EUROPE – The Norwegian State Oil Fund was Europe’s fastest growing pension fund among the continent’s top 20 schemes in the year from September 2000 to September 2001, according to figures compiled by Investment & Pensions Europe Magazine (IPE) in its annual 'Top 1,000' survey of European pension funds.

Assets under management for the Norwegian fund more than doubled from € 21,883m to €48,953m last year, hoisting it from 10th to fourth position in Europe’s Top 20 pension fund hierarchy (see table below).

The three leading funds in 2000 retain their positions in 2001, with all reporting increases in assets.
Europe’s leading pension fund continues to be Dutch giant, ABP, which had €150bn under management as of September 2001.
Combined figures for Sweden’s six AP social buffer funds, which again claimed the number two slot in the top 20, showed an increase of over €20bn in assets.
PGGM, the Dutch healthcare sector fund, came in third with assets of just over e52bn.

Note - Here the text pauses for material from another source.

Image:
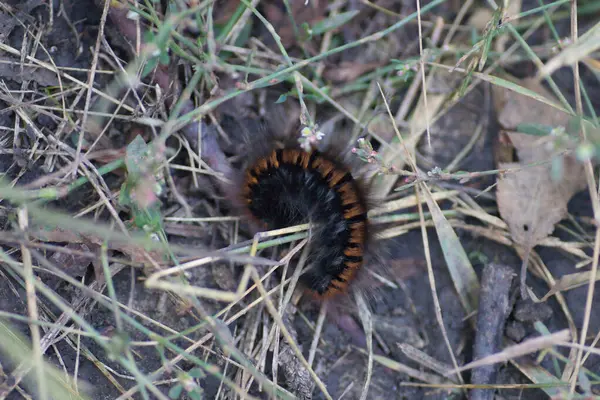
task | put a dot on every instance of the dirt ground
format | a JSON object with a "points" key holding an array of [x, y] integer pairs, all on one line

Switzerland’s Pensionskasse des Bundes recorded a notable increase in assets over the year, up almost 58% to €22,378m and moving it from 20th spot last year to number 11 in 2001.

Though several funds, all from the UK, moved down a place or two in the top 20, being leapfrogged by Swiss and Norwegian funds, only two funds actually recorded a decrease in assets, namely the Post Office and Scottish Public Pensions Agency funds.

In total, UK funds accounted for 13 of the Top 20 European pension funds, according to the IPE research.

IPE’s Top 1,000 survey is published with the September issue of Investment & Pension Europe Magazine and compiled using data gathered by Aspire, a joint venture between IPE International Publishers and AP Information Services.